El dinero es una mercancía que puede canjearse por cualquier otra mercancía. Cuando el dinero no existía, las personas tenían que destinar mucho tiempo y energía en encontrar a quien tuviera lo que necesitáramos y que casualmente necesitara lo que teníamos para ofrecer.
Con dinero en nuestro poder, sólo tenemos que dedicarnos a buscar a quien posea lo que necesitamos porque seguramente aceptará nuestra mercancía-dinero.
La cualidad de ser universalmente aceptado lo ubica en el tope del ranking de popularidad. ¿Se imagina a un artista que fuera aplaudido por todos? ¿Que todas las personas estuvieran dispuestas a pagar una entrada para ver su actuación?
Como todos necesitamos ser aceptados y amados, toda persona u objeto que logre ese propósito, se constituirá en un modelo a imitar. Querremos parecernos a quien (o «a lo que») tenga la posibilidad de ser aceptado y amado.
Aunque bastante criticada, la envidia es el sentimiento que todos tenemos hacia quien (o «hacia lo que») logra ese preciado objetivo: ser aceptado y amado.
La envidia es criticada porque incluye el deseo de comerse al envidiado en la creencia de que así incorporaremos eso que lo vuelve aceptado y amado. Por lo tanto, la envidia incluye un deseo criminal.
Volvamos al dinero.
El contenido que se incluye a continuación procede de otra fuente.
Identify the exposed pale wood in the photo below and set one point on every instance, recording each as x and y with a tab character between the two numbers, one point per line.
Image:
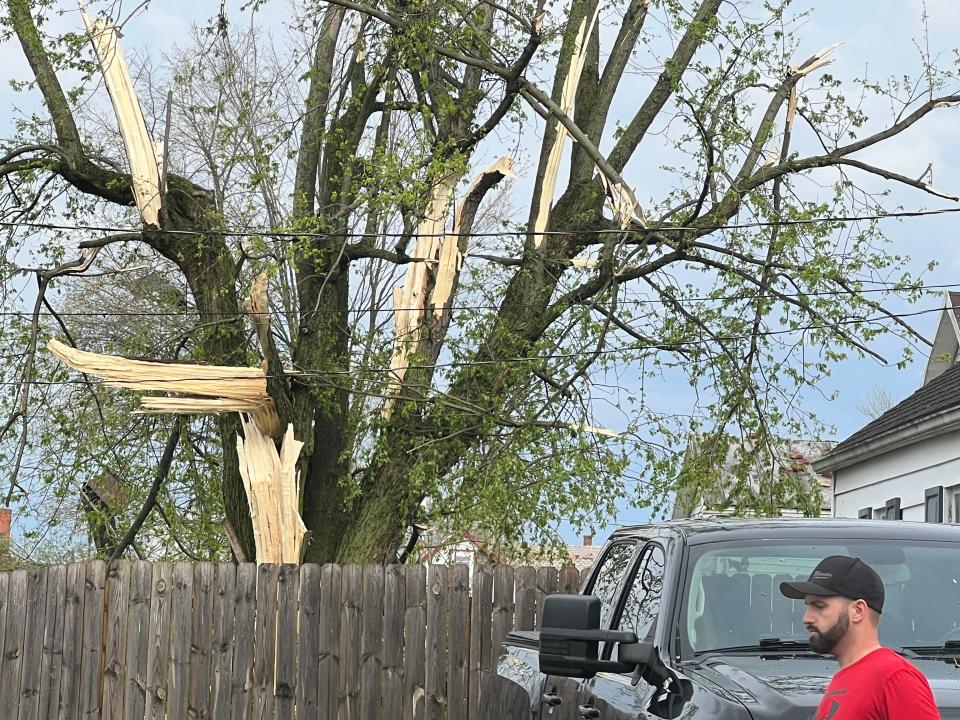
285	685
415	652
52	663
141	153
351	596
308	643
481	633
265	643
458	642
270	480
436	678
245	616
329	672
115	640
221	388
32	650
567	96
158	653
221	660
410	300
93	596
138	636
201	640
394	599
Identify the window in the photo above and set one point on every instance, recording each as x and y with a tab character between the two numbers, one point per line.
891	510
608	577
933	504
643	603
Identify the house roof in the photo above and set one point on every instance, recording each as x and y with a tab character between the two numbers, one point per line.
940	395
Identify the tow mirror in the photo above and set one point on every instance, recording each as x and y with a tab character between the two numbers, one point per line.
570	638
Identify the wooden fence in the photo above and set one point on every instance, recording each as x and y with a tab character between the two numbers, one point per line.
182	641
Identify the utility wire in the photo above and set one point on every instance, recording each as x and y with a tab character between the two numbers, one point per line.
515	360
499	233
889	288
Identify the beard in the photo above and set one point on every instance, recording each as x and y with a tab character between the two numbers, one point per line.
826	641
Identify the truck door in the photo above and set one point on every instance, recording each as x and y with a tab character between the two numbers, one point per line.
611	696
560	694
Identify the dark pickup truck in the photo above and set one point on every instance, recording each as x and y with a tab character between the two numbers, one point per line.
685	619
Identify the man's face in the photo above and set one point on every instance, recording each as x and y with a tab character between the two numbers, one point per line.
827	621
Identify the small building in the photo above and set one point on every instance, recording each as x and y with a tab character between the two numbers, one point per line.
905	464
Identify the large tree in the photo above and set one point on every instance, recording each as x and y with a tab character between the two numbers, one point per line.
324	162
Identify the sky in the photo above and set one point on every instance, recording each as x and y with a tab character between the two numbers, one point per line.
880	37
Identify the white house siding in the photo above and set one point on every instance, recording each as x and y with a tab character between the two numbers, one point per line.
906	473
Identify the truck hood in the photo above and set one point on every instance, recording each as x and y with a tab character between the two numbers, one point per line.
790	687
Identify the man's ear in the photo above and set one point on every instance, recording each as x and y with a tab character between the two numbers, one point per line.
859	611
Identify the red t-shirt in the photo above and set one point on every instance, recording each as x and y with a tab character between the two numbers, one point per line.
879	686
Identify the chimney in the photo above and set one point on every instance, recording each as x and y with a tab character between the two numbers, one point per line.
6	517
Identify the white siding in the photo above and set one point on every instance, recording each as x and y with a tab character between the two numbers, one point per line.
905	473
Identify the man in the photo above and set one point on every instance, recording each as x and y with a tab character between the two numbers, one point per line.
844	599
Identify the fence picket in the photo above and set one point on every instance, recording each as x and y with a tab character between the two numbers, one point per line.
329	674
221	658
93	595
308	643
371	642
138	641
138	645
265	644
52	662
415	653
394	599
115	640
201	634
245	608
286	642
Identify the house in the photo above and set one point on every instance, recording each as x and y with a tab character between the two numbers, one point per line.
905	464
790	456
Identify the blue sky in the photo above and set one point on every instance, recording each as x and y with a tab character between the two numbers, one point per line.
878	37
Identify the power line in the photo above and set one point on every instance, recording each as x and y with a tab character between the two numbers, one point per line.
517	360
498	233
888	288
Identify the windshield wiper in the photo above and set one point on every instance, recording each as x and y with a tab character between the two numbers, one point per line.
763	645
950	648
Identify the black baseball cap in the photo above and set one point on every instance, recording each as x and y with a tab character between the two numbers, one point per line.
840	575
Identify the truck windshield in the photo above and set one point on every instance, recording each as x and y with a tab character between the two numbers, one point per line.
733	598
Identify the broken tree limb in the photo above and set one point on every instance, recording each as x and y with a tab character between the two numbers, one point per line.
141	153
211	389
271	481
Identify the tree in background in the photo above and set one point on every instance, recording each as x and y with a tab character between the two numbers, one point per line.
322	161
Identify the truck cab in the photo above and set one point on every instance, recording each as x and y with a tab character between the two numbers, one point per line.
685	619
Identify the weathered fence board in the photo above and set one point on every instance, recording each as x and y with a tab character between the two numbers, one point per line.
221	660
286	678
308	643
201	634
158	641
115	636
52	662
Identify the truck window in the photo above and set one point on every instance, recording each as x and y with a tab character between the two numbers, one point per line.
607	580
643	601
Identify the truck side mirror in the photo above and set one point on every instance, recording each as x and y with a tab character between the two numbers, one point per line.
570	637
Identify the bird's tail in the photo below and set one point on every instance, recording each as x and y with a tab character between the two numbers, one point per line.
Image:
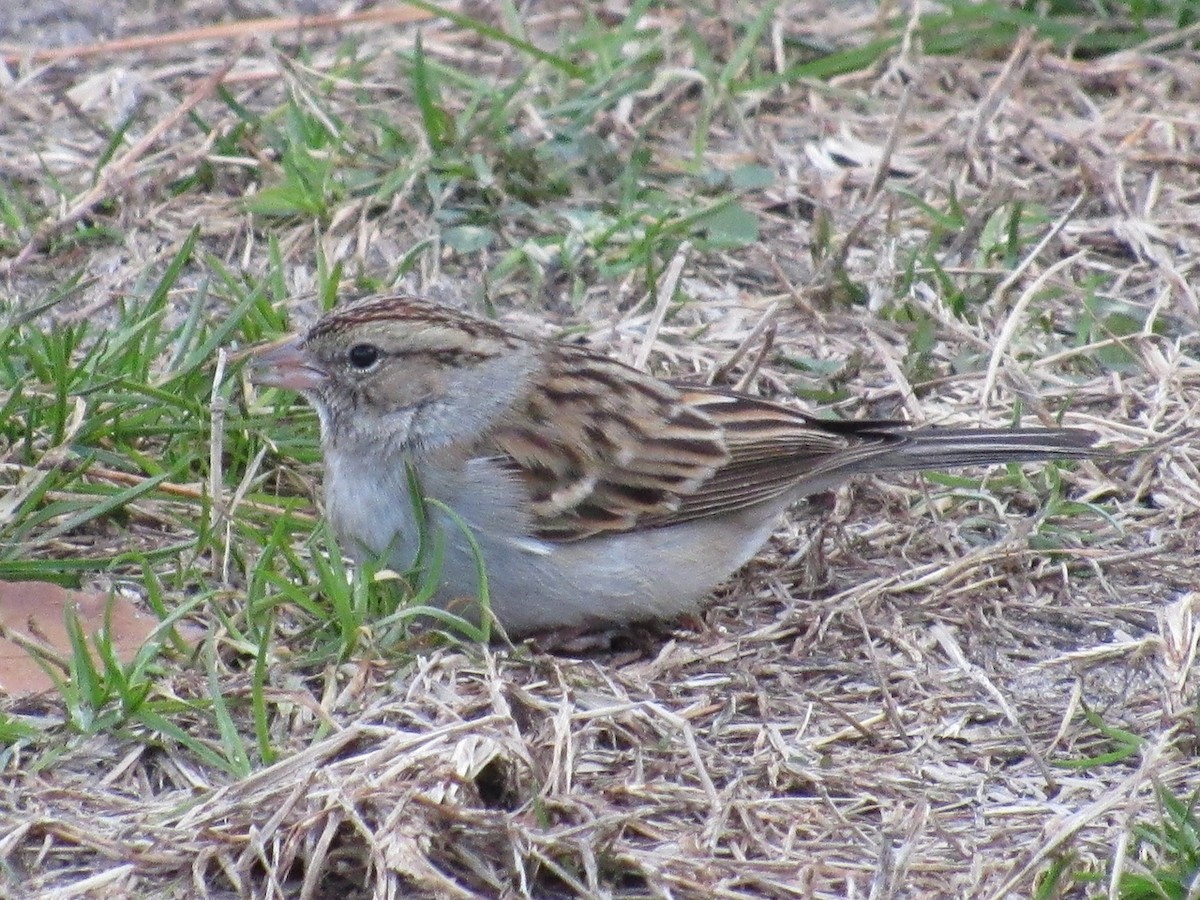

En nuestra psiquis es, además de una mercancía, un símbolo que representa «lo más aceptado y amado». Por eso sentimos hacia él envidia y deseos criminales de incorporar su fantástica popularidad.
Con este trasfondo afectivo, no es raro que mucha gente esté enemistada con el dinero y lo mantenga lo más lejos posible, provocándose así la pobreza patológica.